The simple solution, though it may appear to take longer than those labor-saving devices, is often actually faster.

The tire on my sensibly-purchased reliable sedan was looking a bit low so I thought I ought to top it off with some air. I’d left a well-made floor, hand pump designed for bicycle tires in my parent’s garage last spring after I sold my previous car. So I went looking for the pump. It is all metal with a large, accurate pressure gauge at the bottom that makes it easy to quickly and precisely fill a tire. It takes about 100 or 200 strokes to get a low car tire at 20 psi up to the required 32 psi. Not too much work, takes only a few minutes.

Well, I went looking for the pump high and low and could not find it. My father is a great, moral man who has accomplished a lot but only in spite of his organizational skills, not because of them. If you need a screwdriver to fix something in his house you need to set aside a good 25 minutes to get it done; 5 minutes to fix the problem and 20 to find the screwdriver. First you check the junk drawer in the kitchen, then the various hutches in the hallways filled with miscellaneous items, then the garage and its various cabinets, then the basement where the toolbox is located (it’s almost never in the tool box though), and finally out to the shed in the backyard. If you’re lucky, it will be in one of those spots.

Well I could not find my pump anywhere. Perhaps someone has borrowed it or some such. Anyway, my mother helpfully asked, “Why don’t you just use our electric pump? It will be faster than doing it by hand.” I told her because it’s noisy, slow, and requires me to idle my car in order to use the cigarette lighter to power the thing. Though, since I couldn’t find my manual pump, I had to resort to the electric anyway.

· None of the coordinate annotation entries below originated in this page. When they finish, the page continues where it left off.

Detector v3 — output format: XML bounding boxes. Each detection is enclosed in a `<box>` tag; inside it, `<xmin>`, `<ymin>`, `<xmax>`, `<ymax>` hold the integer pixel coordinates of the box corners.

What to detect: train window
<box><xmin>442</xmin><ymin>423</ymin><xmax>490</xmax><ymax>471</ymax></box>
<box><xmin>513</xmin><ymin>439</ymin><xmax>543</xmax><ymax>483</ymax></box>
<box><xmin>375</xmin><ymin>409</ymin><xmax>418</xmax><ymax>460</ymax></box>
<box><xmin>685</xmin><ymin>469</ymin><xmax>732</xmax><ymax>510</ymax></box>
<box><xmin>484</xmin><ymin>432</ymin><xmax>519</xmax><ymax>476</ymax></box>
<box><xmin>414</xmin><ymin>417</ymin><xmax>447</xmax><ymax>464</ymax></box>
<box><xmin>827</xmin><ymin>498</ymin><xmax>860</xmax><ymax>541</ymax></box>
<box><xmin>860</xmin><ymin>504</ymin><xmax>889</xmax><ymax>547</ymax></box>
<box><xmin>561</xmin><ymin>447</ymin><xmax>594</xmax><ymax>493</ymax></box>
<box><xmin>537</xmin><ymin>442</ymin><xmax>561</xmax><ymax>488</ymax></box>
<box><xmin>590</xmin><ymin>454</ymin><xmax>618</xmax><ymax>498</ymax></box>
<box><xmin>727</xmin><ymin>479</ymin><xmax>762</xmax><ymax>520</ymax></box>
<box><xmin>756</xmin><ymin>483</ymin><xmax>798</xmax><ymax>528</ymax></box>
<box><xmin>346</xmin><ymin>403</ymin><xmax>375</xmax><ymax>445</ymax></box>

So instead of simply attaching a hand pump to the tire and pumping it up with a few minutes of brisk strokes I had to find the keys to my brother’s car where the pump was located. That required rummaging through various drawers. Then when I had the pump in position it turns out the cigarette adapter in my car, which I’ve never used, doesn’t work. So then I tried to use my brother’s car to power the pump. He’s off at college and decided to leave his car at my parent’s house. Well, his car battery was dead. So then I had to get the keys to my mother’s shiny new car and pull it right up next to my car in order to power the pump to top off my tire. If I’d had the hand pump I would have checked the pressure in all the tires but with the electric pump that would have required moving my mother’s car at least twice in order to reach all the tires so I didn’t bother.

So much for the labor-saving electric pump designed to make life easier.